Field Trial of a Flexible Real-time Software-defined GPU-based Optical Receiver
Sjoerd van der Heide, Ruben S. Luis, Benjamin J. Puttnam, Georg, Rademacher, Ton Koonen, Satoshi Shinada, Yohinari Awaji, Hideaki Furukawa,, Chigo Okonkwo

TL;DR
This paper presents a flexible, real-time software-defined GPU-based optical receiver capable of processing multiple modulation formats at high data rates, demonstrated through laboratory and field experiments over 91 km fiber.
Contribution
It introduces a novel GPU-based receiver that supports various modulation formats and real-time processing, enhancing flexibility and performance in optical communication systems.
Findings
Successfully processed multiple modulation formats at 2-16 GBaud.
Achieved real-time performance on off-the-shelf GPU hardware.
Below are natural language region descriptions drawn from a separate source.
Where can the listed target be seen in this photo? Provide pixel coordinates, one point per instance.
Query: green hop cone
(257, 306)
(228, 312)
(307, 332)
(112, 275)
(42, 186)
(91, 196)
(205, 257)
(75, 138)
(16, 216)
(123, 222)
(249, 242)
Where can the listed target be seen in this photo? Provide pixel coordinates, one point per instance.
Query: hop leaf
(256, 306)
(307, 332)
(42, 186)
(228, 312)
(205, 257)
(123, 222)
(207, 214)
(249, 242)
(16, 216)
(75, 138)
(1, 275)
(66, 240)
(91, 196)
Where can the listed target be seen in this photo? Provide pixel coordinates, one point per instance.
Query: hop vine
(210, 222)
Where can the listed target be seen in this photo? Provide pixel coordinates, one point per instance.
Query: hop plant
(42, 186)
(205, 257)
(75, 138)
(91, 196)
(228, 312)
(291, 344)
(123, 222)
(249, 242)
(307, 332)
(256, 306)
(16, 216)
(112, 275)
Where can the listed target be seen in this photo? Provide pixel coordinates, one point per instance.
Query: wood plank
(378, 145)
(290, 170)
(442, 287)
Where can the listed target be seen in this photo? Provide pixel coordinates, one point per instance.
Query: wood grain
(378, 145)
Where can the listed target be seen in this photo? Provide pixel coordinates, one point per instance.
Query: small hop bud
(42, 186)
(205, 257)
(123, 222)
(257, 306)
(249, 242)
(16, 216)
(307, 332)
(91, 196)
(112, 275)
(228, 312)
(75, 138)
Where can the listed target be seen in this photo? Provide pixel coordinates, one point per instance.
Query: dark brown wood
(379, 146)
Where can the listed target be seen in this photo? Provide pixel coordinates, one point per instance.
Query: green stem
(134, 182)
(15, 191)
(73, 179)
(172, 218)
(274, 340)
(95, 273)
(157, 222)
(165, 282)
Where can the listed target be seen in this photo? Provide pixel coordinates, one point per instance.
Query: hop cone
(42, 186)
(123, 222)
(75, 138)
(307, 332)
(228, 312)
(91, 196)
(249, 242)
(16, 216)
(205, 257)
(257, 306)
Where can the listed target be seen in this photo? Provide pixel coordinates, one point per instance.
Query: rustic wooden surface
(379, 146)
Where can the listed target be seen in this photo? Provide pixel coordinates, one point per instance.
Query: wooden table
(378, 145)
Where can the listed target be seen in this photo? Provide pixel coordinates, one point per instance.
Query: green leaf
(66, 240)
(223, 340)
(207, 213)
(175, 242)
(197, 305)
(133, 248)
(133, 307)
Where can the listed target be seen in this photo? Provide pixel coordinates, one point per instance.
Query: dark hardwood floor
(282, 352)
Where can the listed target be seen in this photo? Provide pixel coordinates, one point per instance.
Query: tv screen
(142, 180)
Demonstrated reliable operation over 91 km optical fiber link.
Abstract
We introduce a flexible, software-defined real-time multi-modulation format receiver implemented on an off-the-shelf general-purpose graphics processing unit (GPU). The flexible receiver is able to process 2 GBaud 2-, 4-, 8-, and 16-ary pulse-amplitude modulation (PAM) signals as well as 1 GBaud 4-, 16- and 64-ary quadrature amplitude modulation (QAM) signals, with the latter detected using a Kramers-Kronig (KK) coherent receiver. Experimental performance evaluation is shown for back-to-back. In addition, by using the JGN high speed R&D network testbed, performance is evaluated after transmission over 91 km field-deployed optical fiber and reconfigurable optical add-drop multiplexers (ROADMs).